Prolapsed disc or slipped disc implicates that a portion of disc ( the means a part of disc usually nucleus pulposus which is a soft gelatinous material ) comes out of the disc through a tear in the outer capsule of disc also called as annular tear. The chemical which comes out of the disc (nucleus pulposus) irritates the nerve root which causes radical are pain or leg pain.
Slipped disc is caused by a variety of factors. Obesity, smoking, driving for long, vibratory activities, sudden lifting of heavy objects all of these activities can cause slipped disc. In many cases no cause can be appreciated.

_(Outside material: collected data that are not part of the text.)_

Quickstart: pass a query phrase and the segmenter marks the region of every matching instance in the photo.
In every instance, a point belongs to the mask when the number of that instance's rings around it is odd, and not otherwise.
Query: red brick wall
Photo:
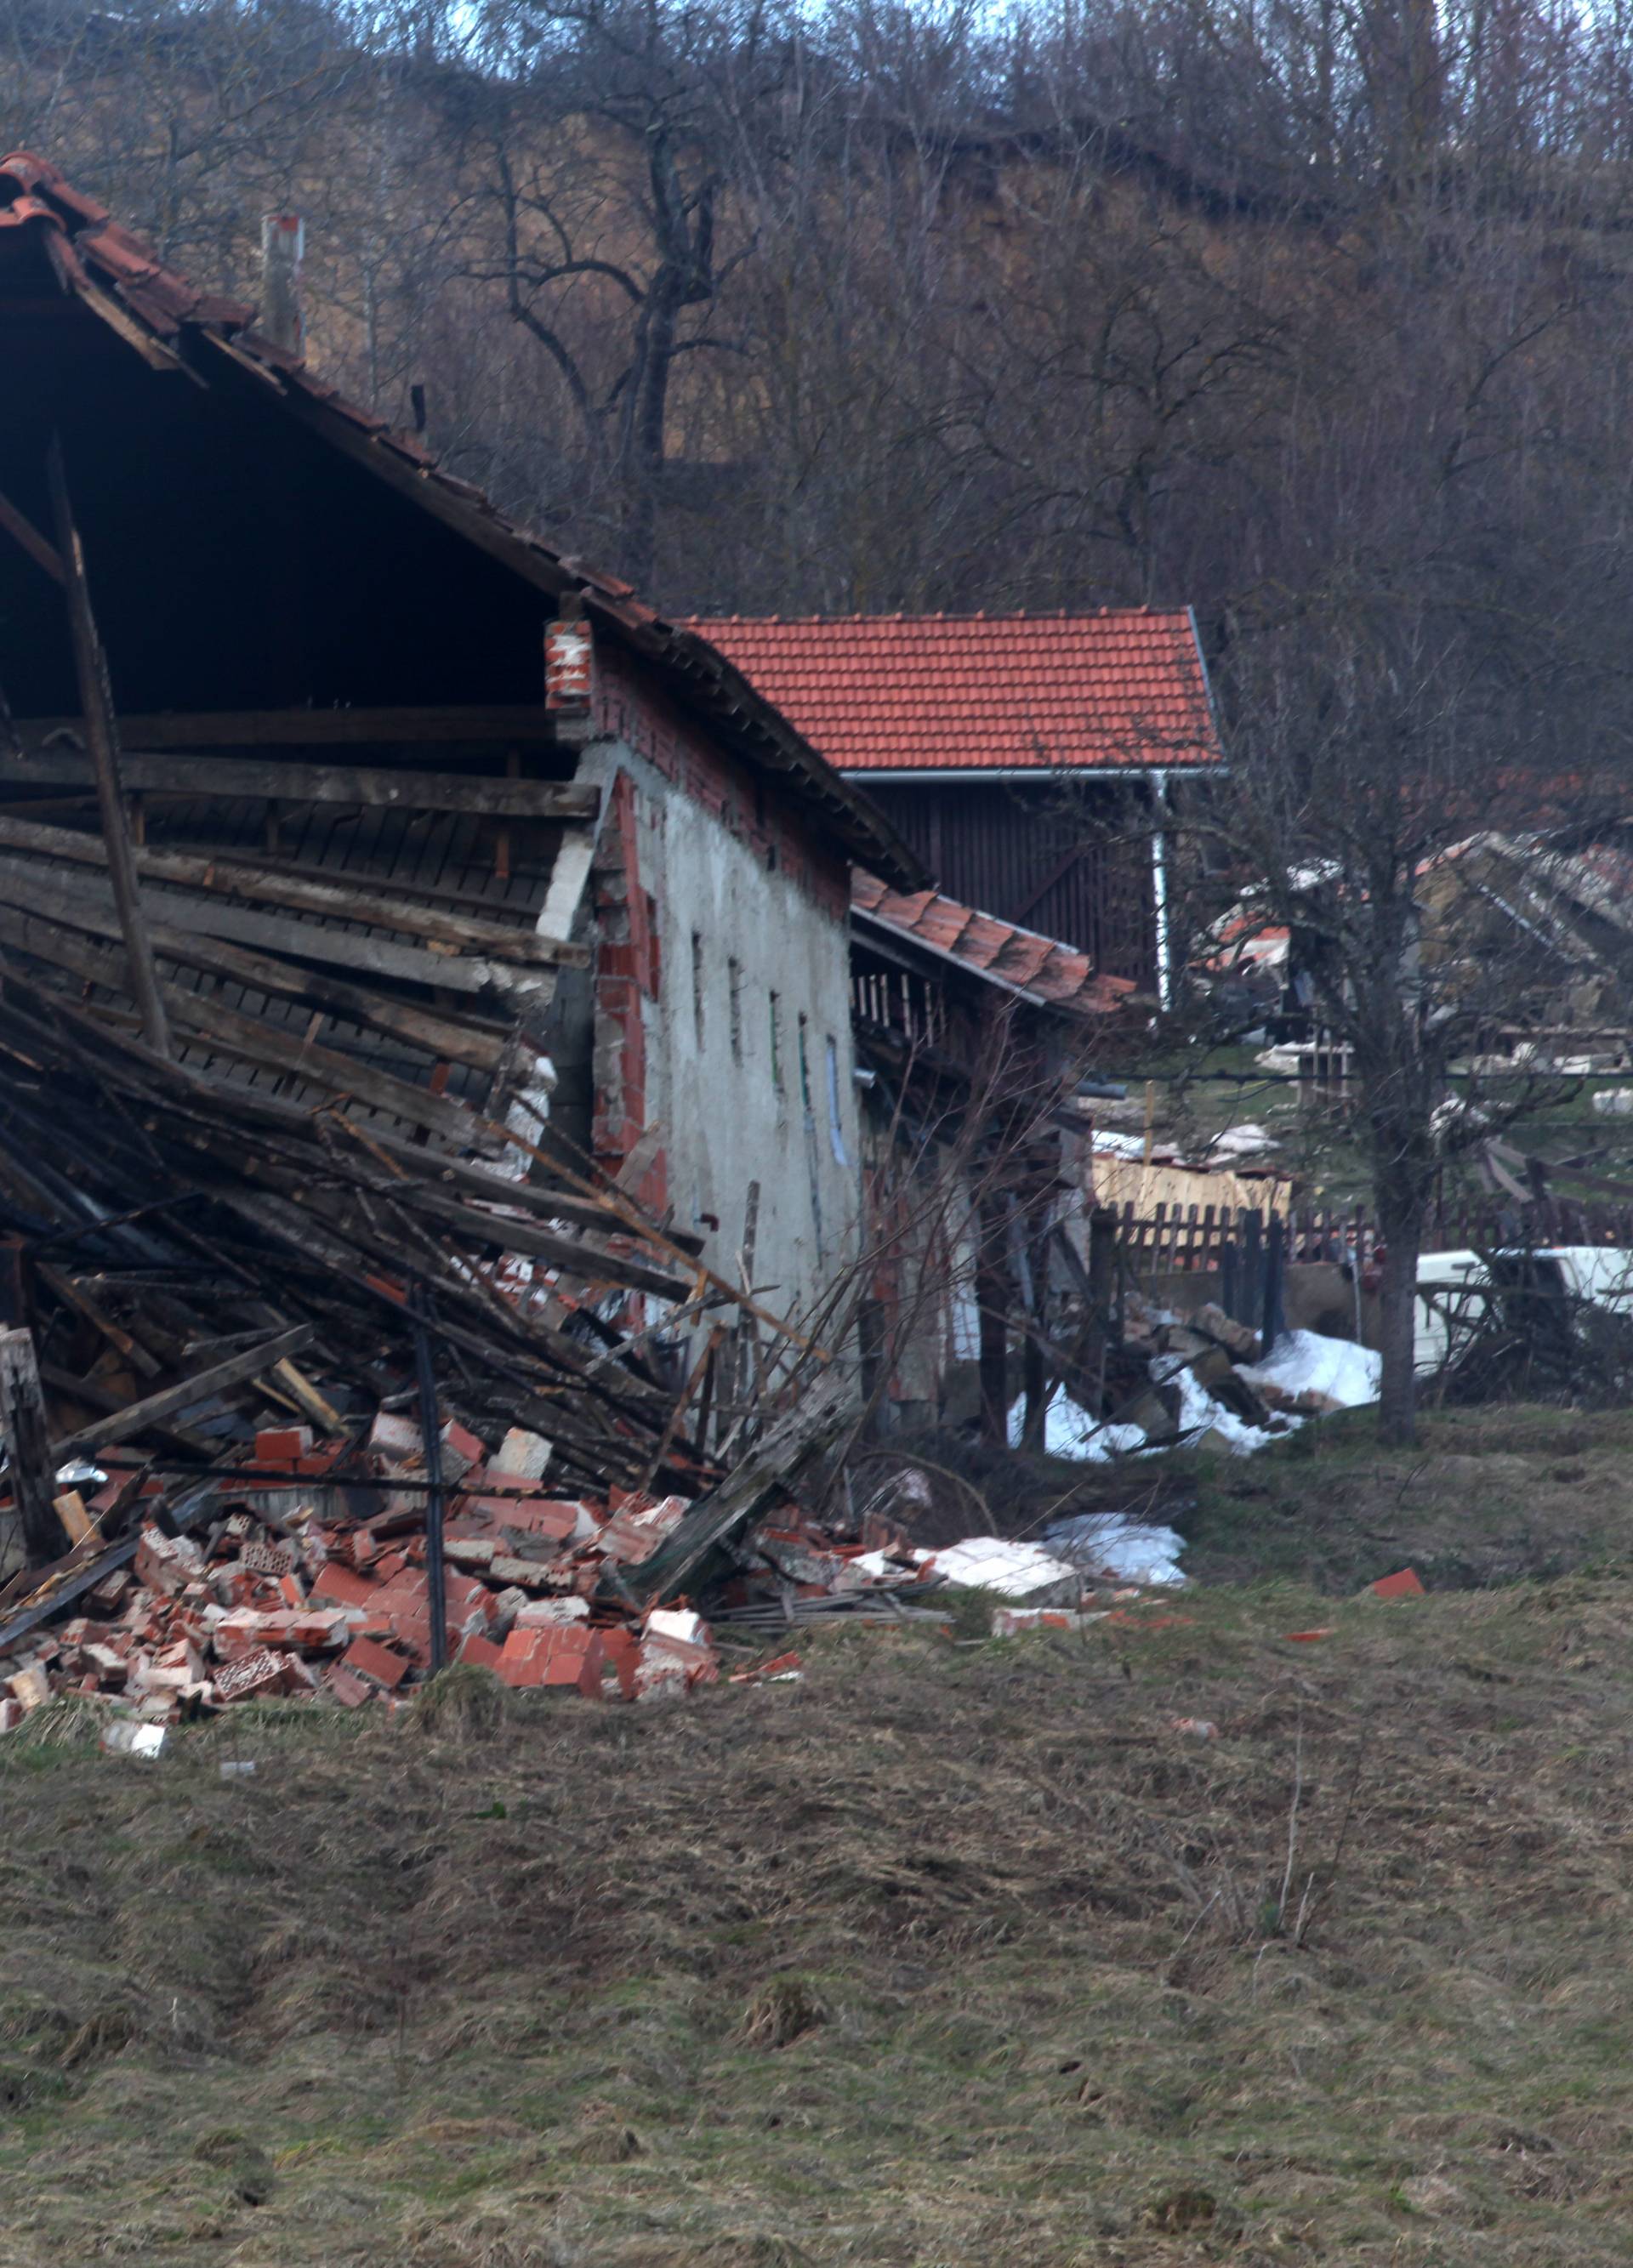
[[[640,877],[635,787],[627,772],[613,786],[595,868],[595,1114],[596,1162],[616,1174],[647,1123],[647,1033],[643,997],[658,990],[658,941]],[[636,1194],[654,1211],[669,1203],[668,1160],[653,1160]]]
[[[710,739],[639,665],[606,645],[595,650],[594,713],[602,732],[627,741],[694,803],[760,858],[774,860],[835,921],[850,917],[850,866],[782,790]]]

85 to 90 % of patients don’t need surgery for disc prolapse. Most of the cases can be treated with conservative treatment in the form of medications and nerve root blocks.

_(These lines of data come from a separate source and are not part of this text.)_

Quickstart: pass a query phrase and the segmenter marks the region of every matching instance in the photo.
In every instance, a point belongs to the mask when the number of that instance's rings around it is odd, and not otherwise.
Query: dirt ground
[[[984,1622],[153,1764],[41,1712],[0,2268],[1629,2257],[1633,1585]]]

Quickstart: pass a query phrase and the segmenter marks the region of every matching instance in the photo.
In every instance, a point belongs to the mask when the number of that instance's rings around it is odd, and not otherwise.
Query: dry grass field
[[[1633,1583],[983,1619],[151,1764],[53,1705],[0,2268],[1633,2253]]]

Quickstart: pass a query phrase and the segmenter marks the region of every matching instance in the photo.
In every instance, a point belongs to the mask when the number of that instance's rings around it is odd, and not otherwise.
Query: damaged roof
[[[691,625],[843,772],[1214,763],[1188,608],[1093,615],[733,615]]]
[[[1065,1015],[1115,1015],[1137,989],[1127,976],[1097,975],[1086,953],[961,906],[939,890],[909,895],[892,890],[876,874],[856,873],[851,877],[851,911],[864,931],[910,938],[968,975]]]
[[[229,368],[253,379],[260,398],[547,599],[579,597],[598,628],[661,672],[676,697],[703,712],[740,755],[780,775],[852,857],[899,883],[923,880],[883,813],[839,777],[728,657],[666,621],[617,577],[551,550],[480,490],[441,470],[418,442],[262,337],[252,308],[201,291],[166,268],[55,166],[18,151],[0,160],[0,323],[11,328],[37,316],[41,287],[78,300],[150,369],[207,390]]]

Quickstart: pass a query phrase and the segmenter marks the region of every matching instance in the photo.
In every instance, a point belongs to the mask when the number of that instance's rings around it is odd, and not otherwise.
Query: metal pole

Patients who have failed on conservative treatment for more than 6 weeks is a relative indication for surgery. If the patient develops neurological deficit or weakness in legs or develop bladder bowel issues those are also indications for surgery.

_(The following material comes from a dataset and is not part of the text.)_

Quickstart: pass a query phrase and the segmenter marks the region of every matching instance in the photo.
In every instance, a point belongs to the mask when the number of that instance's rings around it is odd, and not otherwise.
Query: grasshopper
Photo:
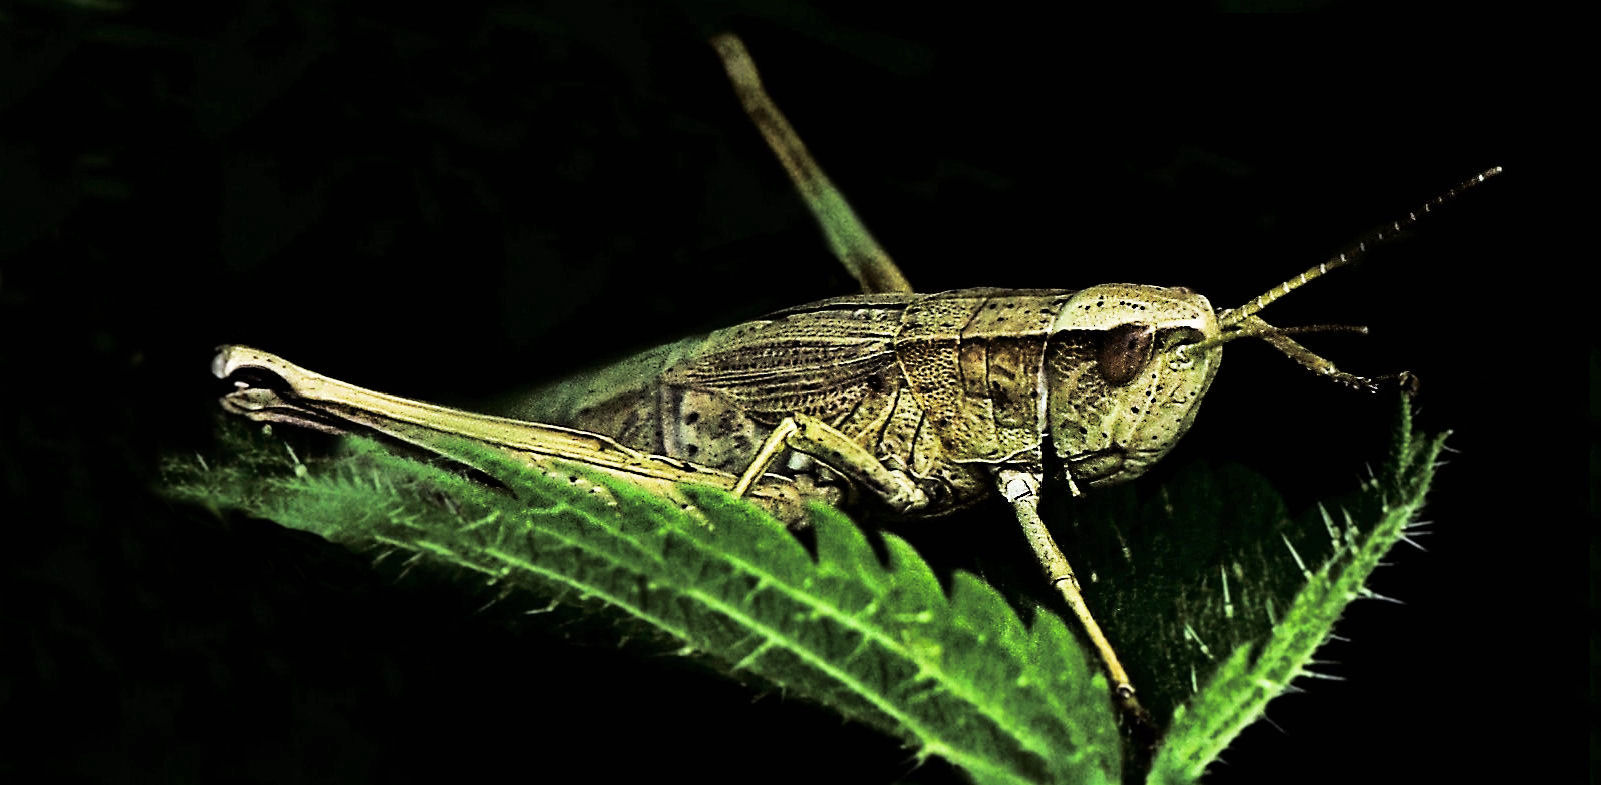
[[[1127,283],[919,294],[811,159],[739,40],[713,44],[862,294],[651,350],[569,382],[575,393],[535,396],[516,418],[365,390],[243,346],[222,347],[214,360],[213,372],[237,388],[223,406],[258,421],[376,431],[456,460],[452,440],[466,438],[539,471],[580,464],[680,501],[680,484],[712,485],[791,523],[804,521],[810,501],[917,518],[999,494],[1097,650],[1115,700],[1146,725],[1039,513],[1048,462],[1074,496],[1138,477],[1189,430],[1223,344],[1239,338],[1260,338],[1357,389],[1409,383],[1404,372],[1341,371],[1292,337],[1361,328],[1281,329],[1259,313],[1500,169],[1234,308],[1216,310],[1184,287]]]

Microdiscectomy is ideal or gold standard for disc prolapse.
Most of the patients are discharged next day after surgery.
Complications are very rare after disc surgery. Most common complication is dural tear. If dural tear occurs then patient will need to stay in hospital for further 3 days. Chances of neural deficit is very rare( 1 in 1000). If neural deficit develops it is mostly temporary and recovers over a period of time.